If the murder of a schoolgirl in Yebilaptsa has left the family members in deep pain, it sure would have left the school community shell shocked.
As the news of the gruesome murder spreads, fanned by social media, and with the prime suspect confessing to strangling the 13-year-old to death, many are wondering how such a gruesome crime could be committed. That the murder happened in an institution where children feel safe and parents entrust the care to teachers, only worsens the situation.
It was a brutal daylight murder. The suspect will be dealt with appropriately by the law. But beyond the sentencing of the accused, talk is focused, at least for now on the number of murder cases in the country. The Royal Bhutan Police is still waiting for the forensic report on murder of a schoolboy and his grandmother in Trongsa two months ago. Two men are still in detention in Gomdar for the murder of a 60-year old man. They had allegedly killed him and threw his body in the river. We have not forgotten of another where a man was killed and thrown off from a building in Chang Jalu.

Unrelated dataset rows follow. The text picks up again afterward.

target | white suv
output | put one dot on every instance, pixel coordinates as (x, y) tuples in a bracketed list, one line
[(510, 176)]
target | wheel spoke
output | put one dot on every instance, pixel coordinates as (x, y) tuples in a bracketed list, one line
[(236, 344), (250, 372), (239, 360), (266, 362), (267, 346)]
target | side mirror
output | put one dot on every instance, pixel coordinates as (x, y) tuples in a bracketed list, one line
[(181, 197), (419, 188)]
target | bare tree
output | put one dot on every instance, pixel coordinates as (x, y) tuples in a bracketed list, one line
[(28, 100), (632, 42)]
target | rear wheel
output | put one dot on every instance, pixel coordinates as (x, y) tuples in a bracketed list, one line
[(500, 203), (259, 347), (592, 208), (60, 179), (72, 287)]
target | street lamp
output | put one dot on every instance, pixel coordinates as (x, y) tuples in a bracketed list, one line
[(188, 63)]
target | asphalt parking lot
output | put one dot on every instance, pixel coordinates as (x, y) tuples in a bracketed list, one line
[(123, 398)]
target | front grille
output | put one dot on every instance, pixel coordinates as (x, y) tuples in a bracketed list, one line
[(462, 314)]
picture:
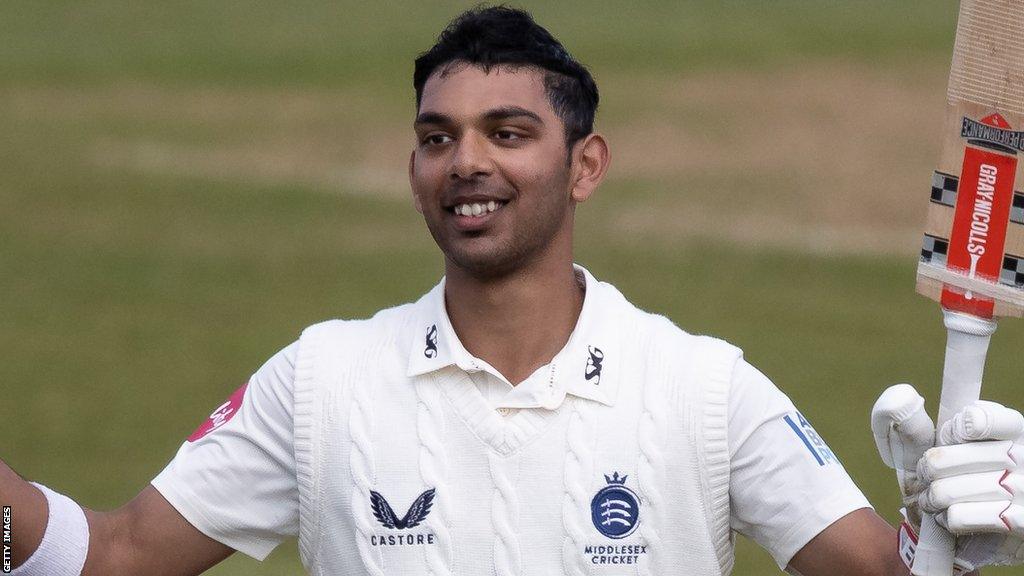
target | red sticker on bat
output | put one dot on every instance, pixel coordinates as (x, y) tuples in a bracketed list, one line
[(221, 415), (978, 237)]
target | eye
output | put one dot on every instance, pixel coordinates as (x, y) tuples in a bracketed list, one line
[(436, 139), (507, 135)]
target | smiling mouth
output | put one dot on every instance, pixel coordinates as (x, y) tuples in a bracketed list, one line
[(477, 209)]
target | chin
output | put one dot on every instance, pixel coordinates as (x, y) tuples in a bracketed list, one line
[(485, 265)]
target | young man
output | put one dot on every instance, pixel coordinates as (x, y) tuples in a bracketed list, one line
[(521, 417)]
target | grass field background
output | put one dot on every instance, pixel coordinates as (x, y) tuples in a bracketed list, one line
[(184, 186)]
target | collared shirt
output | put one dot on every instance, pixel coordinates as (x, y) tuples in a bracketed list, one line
[(235, 479)]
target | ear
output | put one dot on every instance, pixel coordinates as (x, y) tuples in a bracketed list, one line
[(590, 162), (412, 182)]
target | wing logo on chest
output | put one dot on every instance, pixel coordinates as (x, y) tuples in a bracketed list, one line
[(431, 350)]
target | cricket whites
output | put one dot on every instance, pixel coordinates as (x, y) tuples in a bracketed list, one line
[(972, 259)]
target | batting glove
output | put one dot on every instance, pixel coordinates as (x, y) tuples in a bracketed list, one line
[(973, 482)]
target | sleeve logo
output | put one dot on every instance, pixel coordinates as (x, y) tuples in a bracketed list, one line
[(221, 415), (806, 433)]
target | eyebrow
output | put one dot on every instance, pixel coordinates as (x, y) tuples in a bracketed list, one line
[(504, 113)]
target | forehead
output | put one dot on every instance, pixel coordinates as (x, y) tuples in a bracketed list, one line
[(463, 89)]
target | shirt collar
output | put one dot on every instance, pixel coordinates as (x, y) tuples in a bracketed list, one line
[(588, 366)]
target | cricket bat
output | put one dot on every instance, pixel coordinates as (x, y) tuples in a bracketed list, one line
[(972, 260)]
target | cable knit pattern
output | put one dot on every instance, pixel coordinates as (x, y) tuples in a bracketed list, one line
[(579, 467), (718, 363), (505, 515), (360, 426), (305, 408), (432, 429), (650, 466)]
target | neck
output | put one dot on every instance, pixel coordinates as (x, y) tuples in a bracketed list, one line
[(519, 322)]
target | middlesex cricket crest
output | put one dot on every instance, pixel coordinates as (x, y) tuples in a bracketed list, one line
[(615, 508), (402, 534), (615, 513)]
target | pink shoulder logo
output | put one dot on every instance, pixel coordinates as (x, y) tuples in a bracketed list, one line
[(221, 415)]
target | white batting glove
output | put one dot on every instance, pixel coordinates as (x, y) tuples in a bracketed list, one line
[(973, 482)]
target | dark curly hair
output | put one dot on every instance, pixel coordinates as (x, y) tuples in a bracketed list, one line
[(497, 36)]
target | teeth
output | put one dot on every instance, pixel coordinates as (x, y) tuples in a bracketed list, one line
[(476, 209)]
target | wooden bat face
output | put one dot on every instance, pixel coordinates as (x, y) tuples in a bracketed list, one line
[(973, 251)]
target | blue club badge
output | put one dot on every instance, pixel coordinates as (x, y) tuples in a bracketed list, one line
[(615, 508)]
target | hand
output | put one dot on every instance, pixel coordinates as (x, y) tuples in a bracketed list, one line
[(973, 482)]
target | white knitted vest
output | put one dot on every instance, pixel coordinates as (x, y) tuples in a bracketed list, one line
[(522, 495)]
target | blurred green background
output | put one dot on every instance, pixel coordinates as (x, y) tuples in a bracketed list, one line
[(185, 184)]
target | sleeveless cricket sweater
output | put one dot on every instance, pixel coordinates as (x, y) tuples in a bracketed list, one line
[(404, 469)]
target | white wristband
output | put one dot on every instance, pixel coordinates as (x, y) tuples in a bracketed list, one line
[(66, 541)]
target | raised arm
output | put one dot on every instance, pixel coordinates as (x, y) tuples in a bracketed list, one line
[(146, 536)]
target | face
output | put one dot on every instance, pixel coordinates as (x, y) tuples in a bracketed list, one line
[(489, 172)]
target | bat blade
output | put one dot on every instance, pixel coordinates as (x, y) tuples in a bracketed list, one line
[(972, 257), (972, 260)]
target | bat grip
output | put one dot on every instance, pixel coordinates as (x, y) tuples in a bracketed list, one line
[(967, 345)]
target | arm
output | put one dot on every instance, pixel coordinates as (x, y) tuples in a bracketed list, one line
[(858, 544), (146, 536)]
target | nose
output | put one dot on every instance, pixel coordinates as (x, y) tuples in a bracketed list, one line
[(471, 158)]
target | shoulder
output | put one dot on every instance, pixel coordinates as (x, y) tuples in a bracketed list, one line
[(659, 334), (385, 326)]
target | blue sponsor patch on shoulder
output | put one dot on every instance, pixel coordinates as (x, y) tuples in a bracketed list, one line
[(805, 432)]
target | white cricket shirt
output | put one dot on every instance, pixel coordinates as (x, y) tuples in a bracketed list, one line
[(244, 480)]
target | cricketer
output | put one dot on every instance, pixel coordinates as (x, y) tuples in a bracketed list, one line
[(522, 417)]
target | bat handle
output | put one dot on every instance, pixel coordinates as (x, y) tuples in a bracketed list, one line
[(967, 345)]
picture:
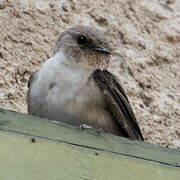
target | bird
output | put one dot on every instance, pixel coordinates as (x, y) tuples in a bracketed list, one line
[(75, 87)]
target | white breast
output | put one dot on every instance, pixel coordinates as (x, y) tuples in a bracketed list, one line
[(62, 91)]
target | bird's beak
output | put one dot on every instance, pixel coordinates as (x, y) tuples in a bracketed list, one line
[(102, 50)]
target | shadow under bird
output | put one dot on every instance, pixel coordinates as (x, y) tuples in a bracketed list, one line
[(74, 86)]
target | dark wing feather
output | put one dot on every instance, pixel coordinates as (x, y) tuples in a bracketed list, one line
[(32, 78), (118, 103)]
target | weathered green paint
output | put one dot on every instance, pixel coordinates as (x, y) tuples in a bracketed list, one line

Going through our files, there are at least eight reported murder cases so far this year. Then there are other crimes and violence we see with increasing regularity. It is almost one every month. From the numbers, it is a little worrying not only because we are still enjoying the reputation of being the happiest country, but also for the safety of the people.
Often times, when a murder is committed, it makes headlines with every story ending with “police are investigating”, people express some fear or disgust and everything is back to normal. There appears to be a tolerant attitude to even gruesome crimes like murder in the country.
There is no clear answer to why people are killing each other. Each case will be different. There is no such thing as preventing murder. But going by the number of cases reported, it does demand some introspection. Are we becoming more criminal? Is our society breaking down as a community? Are we failing as a “happy” society?
For the outsider, we are the happy country. People might be a little surprised at the amount of crime we report. In the capital, the streets of Thimphu are no longer safe. If it is not safe to walk or even drive alone at night, some are becoming bolder. Thefts and burglaries are common and some have even experienced having their mobile phones snatched away in the middle of a conversation.
From the frequency of murders reported, the notion that serious crime in the country is non existent is a myth. The reality is we are dealing with it quite regularly.